Fig. 2:The ZIKV genomic structure inside human cells.
a, Heatmap of RNA-RNA interactions between cyclization elements. Exp: experiment; cont: control. b, Viewpoint histograms showing binding positions of the cyclization sequences along the ZIKV genome. Viewpoint regions are marked by dashed red lines. c, Probed interactions along the circular genome conformation. Colour code indicates the number of non-redundant chimeric reads supporting each base-pair. New: newly identified base-pairing. d, Folding energy (dG) and experimentally supporting evidence (chimera reads) for each of the 1,000 computationally predicted structures corresponding to ZIKV genome nt 2,288 - 3,323. r: Pearson correlation coefficient. e, Clustering and prediction of alternative conformations for the region shown in (d). Colour code as described in (c).

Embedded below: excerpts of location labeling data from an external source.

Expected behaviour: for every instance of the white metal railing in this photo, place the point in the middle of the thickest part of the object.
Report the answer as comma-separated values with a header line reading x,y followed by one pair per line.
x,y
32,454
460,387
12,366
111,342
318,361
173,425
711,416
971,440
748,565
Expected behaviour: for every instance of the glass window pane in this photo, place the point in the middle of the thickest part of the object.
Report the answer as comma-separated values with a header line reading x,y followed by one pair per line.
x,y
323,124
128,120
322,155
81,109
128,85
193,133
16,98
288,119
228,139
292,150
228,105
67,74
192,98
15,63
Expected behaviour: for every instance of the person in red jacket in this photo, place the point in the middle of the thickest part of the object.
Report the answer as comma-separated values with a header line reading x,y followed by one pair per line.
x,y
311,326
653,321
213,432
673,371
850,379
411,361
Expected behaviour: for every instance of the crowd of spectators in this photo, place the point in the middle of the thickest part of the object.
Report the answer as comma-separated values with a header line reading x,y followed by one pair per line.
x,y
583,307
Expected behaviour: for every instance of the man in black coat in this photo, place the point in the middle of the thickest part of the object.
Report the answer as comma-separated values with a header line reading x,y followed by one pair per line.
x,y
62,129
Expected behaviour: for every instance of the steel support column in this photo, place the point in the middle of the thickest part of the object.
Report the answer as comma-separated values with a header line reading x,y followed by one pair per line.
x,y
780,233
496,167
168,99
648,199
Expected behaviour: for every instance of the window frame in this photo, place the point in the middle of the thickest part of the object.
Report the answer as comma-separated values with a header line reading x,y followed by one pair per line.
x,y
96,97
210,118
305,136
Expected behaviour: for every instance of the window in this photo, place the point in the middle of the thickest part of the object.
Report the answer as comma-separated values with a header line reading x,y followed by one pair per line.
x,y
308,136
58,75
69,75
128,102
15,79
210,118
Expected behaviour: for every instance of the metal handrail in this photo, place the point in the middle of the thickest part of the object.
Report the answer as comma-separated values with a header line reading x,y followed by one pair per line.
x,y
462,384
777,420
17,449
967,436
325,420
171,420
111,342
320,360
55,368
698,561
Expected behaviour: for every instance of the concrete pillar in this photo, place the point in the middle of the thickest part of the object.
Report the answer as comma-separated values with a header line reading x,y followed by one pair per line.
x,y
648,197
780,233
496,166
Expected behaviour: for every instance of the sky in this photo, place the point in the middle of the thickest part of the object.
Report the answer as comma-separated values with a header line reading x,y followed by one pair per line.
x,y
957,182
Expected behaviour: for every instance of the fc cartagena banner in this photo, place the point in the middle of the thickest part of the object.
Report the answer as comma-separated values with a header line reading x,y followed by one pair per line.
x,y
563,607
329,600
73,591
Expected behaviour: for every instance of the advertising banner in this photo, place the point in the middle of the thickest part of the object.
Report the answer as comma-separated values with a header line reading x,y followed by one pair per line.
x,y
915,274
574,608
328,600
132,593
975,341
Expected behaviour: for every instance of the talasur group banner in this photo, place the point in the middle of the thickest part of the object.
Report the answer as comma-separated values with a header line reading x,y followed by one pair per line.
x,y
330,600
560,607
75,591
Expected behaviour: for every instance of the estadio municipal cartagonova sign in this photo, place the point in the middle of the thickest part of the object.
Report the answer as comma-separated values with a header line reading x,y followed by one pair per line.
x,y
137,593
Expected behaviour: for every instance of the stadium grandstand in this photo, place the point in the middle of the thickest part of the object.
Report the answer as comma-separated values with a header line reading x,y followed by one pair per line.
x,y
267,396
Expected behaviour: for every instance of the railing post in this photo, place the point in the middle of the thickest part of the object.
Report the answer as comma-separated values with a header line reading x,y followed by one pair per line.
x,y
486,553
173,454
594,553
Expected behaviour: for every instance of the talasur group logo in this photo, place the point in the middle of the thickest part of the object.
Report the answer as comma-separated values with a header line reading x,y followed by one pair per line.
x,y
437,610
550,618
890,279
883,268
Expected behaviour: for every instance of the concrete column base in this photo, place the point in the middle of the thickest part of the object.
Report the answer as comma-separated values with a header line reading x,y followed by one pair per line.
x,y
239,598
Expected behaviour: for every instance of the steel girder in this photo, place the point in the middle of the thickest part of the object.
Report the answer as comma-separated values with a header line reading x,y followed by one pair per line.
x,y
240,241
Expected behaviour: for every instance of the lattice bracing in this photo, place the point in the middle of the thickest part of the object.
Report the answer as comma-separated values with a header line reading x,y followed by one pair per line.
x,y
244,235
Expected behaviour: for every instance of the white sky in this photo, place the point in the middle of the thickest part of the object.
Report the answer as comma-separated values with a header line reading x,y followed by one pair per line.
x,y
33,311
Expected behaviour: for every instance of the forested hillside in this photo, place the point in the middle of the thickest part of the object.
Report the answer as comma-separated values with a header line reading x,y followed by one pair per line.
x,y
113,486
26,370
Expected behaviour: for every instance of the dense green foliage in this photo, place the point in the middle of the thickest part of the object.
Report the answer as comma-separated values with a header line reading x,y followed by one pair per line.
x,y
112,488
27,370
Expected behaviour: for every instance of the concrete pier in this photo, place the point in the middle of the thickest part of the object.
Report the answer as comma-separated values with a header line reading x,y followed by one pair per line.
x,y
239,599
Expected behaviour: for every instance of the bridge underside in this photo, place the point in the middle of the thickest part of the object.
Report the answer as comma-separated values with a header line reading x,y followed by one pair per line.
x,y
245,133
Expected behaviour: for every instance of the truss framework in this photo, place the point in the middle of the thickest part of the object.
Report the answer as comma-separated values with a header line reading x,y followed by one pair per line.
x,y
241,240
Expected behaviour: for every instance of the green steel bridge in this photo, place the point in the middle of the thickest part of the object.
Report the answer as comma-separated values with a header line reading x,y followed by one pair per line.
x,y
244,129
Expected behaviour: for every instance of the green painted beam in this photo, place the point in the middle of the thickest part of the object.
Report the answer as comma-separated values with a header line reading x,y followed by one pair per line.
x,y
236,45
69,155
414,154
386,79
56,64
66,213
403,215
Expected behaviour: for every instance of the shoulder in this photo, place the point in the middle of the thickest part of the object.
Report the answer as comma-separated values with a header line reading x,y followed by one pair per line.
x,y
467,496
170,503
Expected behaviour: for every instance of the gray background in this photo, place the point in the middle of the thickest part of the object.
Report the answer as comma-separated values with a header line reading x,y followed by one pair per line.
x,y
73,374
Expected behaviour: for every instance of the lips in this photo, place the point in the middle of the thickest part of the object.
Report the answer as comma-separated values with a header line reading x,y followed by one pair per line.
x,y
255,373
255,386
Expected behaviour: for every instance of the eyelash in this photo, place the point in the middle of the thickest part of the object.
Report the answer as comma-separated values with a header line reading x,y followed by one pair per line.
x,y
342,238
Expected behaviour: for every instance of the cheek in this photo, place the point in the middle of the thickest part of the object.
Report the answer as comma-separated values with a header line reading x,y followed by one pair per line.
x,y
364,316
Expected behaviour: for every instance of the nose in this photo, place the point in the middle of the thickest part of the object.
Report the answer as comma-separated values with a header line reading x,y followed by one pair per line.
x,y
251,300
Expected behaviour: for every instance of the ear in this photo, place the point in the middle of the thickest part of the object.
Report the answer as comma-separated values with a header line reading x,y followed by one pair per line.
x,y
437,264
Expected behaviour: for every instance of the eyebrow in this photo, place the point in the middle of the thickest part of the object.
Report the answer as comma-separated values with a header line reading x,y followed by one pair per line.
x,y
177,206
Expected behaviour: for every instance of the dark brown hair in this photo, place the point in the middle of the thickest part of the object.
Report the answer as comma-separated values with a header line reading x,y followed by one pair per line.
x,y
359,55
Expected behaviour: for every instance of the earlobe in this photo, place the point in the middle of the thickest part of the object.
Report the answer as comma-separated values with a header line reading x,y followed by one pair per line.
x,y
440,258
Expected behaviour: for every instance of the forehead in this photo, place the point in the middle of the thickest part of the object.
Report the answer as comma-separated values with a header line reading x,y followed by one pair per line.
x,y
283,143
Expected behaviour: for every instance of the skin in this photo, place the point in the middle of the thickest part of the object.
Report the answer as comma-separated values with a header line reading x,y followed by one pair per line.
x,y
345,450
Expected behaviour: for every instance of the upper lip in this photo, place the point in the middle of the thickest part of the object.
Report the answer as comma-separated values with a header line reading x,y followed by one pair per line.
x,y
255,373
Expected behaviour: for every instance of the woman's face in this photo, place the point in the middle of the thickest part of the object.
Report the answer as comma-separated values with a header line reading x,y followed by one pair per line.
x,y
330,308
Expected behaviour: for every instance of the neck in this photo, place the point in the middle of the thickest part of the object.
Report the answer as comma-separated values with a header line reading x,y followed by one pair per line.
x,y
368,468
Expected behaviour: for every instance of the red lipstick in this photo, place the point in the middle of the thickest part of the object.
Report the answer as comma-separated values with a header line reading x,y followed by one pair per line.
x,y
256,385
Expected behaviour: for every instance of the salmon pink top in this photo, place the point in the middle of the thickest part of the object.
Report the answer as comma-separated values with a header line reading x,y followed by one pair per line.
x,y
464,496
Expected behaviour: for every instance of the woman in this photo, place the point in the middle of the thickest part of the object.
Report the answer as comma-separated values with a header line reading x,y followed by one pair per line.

Fig. 3:Host-virus RNA-RNA interactions.
a, Human RNA species interacting with the ZIKV genome. Mean and s.d. of 3 independent experiments are shown. b, Probed interactions between the ZIKV genome and specific miRNAs in COMRADES and control samples. c, COMRADES determined base-pairing between ZIKV and miR-21. d, A model of the ZIKV 5' CS engaged in three separate functions. Ribosome and nascent polypeptide are marked in green.